Normal şartlar altında, “İngiltere’nin, IŞİD’in petrol satışının ardındaki hükümet ve şirketlerle ilişkisi” başlıklı bir haberin dünyayı kasıp kavurması gerekirdi. Hele bu haberi kaleme alan, Nafeez Ahmed gibi çevre-enerji ve ekonomi eksenli son derecede cesur işlere imza atmış, ödüllü bir gazeteciyse...
Temmuzda, Ahmeed’in “İsrail’in Gazze’deki 4 milyar dolarlık gaz
rezervleri” hakkındaki yazısının İngiliz Guardian gazetesinde
sansürlenmesi ve gazeteye bağlı popüler blogunun kaldırılması size
bir şeyler anlatacaktır.
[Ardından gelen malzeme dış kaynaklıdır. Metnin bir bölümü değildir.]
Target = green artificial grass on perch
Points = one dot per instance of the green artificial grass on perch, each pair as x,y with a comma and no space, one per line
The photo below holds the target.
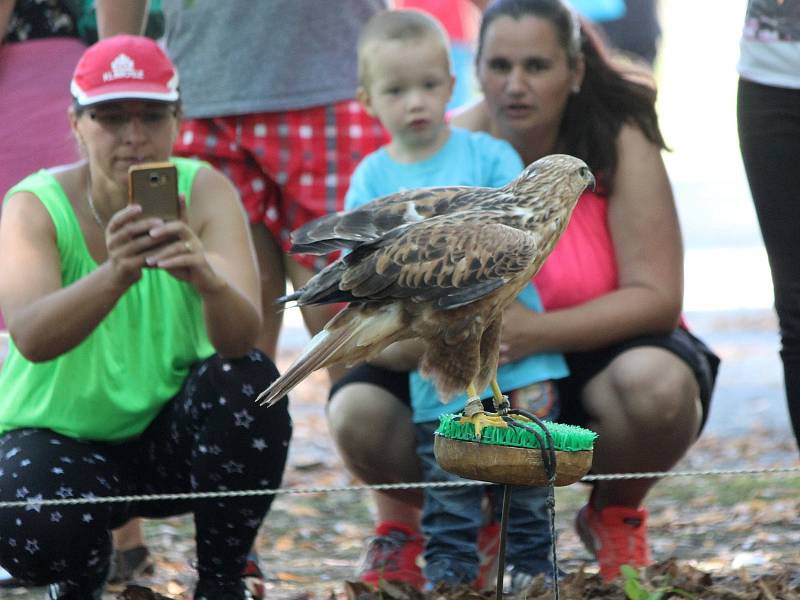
512,455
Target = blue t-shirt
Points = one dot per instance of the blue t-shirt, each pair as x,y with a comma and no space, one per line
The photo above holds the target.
473,159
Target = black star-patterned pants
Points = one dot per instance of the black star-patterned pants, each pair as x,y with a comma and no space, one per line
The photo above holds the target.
209,437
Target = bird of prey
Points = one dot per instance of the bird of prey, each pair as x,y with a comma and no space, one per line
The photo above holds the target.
439,264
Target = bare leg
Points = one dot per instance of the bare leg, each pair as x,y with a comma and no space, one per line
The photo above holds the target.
645,409
375,436
273,285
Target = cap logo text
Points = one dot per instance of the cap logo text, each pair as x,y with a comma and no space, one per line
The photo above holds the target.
123,67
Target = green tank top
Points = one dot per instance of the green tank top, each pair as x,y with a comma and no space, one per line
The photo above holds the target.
112,385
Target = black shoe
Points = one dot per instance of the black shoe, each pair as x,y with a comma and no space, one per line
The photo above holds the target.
211,591
67,590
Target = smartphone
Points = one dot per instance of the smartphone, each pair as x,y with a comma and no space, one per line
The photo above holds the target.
154,186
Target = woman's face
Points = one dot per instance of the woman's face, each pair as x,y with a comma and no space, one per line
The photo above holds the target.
116,135
525,76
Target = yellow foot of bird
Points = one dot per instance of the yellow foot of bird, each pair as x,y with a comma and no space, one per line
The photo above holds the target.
481,419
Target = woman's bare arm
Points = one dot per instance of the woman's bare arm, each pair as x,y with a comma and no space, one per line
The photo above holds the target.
647,242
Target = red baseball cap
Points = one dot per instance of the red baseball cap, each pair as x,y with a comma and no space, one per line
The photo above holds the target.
124,67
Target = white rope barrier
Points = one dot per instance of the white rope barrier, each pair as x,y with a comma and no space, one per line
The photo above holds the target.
36,502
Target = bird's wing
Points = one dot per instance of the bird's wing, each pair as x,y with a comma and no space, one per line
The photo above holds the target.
450,260
367,223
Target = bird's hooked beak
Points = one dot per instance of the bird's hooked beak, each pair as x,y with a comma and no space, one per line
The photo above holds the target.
589,177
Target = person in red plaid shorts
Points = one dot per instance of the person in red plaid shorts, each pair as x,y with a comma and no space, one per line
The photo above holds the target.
268,93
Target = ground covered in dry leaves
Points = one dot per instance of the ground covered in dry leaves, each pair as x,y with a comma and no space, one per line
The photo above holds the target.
720,537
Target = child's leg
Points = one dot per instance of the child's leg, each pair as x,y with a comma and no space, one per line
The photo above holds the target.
451,518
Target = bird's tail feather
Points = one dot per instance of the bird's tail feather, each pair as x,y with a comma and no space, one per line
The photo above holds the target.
344,337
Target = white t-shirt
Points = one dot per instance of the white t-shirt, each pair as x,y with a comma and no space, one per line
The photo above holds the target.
770,43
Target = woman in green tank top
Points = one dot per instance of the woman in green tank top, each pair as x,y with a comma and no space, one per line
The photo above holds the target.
130,368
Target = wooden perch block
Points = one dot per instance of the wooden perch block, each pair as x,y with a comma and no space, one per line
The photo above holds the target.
507,464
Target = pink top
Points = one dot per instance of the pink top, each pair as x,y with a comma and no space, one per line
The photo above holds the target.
460,18
583,265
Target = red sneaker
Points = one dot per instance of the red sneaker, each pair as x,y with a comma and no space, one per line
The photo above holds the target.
616,535
391,555
489,554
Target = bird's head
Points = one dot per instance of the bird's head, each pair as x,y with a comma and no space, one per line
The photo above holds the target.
562,172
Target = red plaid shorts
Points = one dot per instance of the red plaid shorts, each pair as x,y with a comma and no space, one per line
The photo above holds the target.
289,167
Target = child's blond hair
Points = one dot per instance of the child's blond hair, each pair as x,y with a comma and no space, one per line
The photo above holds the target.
398,25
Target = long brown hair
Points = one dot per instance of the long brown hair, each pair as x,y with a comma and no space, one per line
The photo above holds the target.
613,92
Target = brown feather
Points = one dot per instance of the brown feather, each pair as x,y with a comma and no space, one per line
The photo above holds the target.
444,277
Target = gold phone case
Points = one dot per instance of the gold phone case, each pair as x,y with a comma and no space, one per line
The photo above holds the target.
155,187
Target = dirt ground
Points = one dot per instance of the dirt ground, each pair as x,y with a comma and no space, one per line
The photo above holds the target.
709,532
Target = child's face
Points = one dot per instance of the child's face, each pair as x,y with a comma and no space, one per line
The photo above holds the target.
408,90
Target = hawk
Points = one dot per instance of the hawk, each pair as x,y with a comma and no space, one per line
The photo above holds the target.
439,264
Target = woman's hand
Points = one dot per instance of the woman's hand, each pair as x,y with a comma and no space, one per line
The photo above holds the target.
128,244
180,252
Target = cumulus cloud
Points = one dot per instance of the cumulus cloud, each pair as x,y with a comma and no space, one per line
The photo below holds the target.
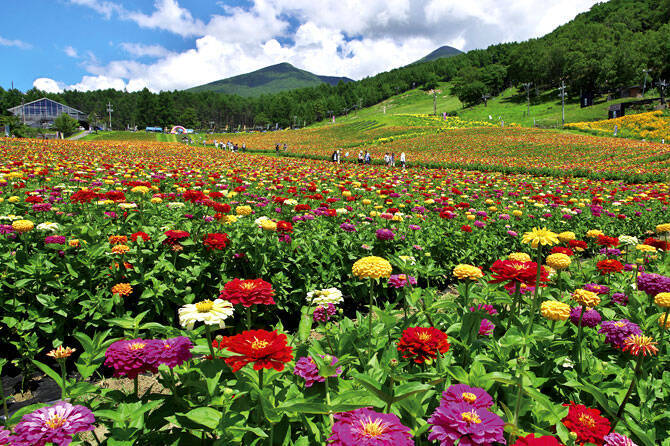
15,43
329,37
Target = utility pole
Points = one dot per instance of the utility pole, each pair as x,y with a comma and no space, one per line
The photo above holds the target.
110,110
527,86
644,86
562,95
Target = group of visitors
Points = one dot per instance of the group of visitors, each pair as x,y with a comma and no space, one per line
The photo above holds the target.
230,146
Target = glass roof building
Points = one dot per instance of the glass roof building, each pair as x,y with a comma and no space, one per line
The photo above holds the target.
42,112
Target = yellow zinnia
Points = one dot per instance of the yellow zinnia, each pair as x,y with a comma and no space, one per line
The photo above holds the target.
463,271
371,267
554,310
540,236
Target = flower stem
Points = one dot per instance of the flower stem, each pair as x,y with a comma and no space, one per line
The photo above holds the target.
209,341
636,373
536,293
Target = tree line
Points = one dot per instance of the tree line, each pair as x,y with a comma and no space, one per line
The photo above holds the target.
600,50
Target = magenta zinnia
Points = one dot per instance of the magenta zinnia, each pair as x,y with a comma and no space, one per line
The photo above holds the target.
365,427
55,424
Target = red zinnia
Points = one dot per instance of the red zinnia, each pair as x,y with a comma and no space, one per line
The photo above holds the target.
562,250
284,226
422,343
609,266
248,292
143,235
587,423
512,271
265,349
610,242
216,241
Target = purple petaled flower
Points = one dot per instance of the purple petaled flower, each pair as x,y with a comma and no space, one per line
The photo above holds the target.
384,234
652,284
307,369
348,227
54,240
620,298
591,317
460,393
128,358
171,352
486,327
470,426
54,424
617,331
615,439
596,288
365,427
401,280
488,308
322,313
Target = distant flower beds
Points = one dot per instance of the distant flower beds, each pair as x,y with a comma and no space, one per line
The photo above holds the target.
651,126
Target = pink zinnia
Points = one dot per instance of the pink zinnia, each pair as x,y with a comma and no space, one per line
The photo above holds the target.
128,358
365,427
171,352
307,369
471,426
55,424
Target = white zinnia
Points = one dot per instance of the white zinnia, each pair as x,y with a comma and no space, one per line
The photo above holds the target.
325,296
206,311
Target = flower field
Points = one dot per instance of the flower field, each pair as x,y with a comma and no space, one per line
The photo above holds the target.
652,125
431,142
285,301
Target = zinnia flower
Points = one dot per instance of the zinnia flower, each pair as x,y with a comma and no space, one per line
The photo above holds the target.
372,267
248,292
55,424
307,369
365,427
171,352
325,296
636,344
540,236
460,393
127,358
265,349
470,426
421,344
554,310
587,423
206,311
463,271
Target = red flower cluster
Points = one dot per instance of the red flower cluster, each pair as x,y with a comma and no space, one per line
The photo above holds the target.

Ancak İsrail, İngiltere filan deyince
birtakım çevreler vakitsiz bir heyecana kapılmasın: Genç
araştırmacı gazetecinin IŞİD petrolüyle ilgili Middle East Eye’da
yayımlanan haber-analizi Türkiye’yi de yakınen ilgilendiriyor.
Ahmed’in haberi, Türkiye’de susturulmaya çalışılan sol haber
sitelerinde geniş özetiyle yayınlandı. Suriye meselesinde Kürtler
ve IŞİD’le olan ilişkilerin ve siyasi hamlelerin anlaşılması adına,
yazıdan bazı başlıklar aktarabileceğim. (Türkçeleştirilmiş özeti
için:
http://haber.sol.org.tr/dunya/iste-isid-petrollerini-satanlar-barzani-talabani-erdogan-ingiltere-124752)
Karışık ilişkiler
- Irak Kürdistan Bölgesel Yönetimi (İKBY) ile Türkiye’den bazı
kesimlerin IŞİD’in petrol kaçakçılığı faaliyetlerine destek
verdiğinin belirtildiği analizde, IŞİD’e zaman zaman bu odakların
silah dahi sağladıkları bilgisi Kürt, Iraklı ve Türk yetkililere
dayanılarak veriliyor.
- IKBY ile başlıca Kürt firmalarından birine petrol sağlamak
üzerinden anlaşmalı olan İngiliz Petrol Şirketi “Genel Enerji”nin,
IŞİD’in Türkiye’ye petrol satışlarında aracılık yaptığı iddia
ediliyor.
- Ahmed, Londra borsasına kote Genel Enerji’nin, doğrudan İngiliz
hükümetince desteklendiğini yazdı.
- Suriye petrolünün yüzde 60’ını kontrol eden IŞİD’in en büyük
geliri petrol kaçakçılığı. Ahmed, IŞİD’in Türkiye ve İKBY
aracılığıyla günde 45 bin varil petrol sattığını iddia ediyor. Bu
da ortalama günde 3 milyon dolar nakit para demek.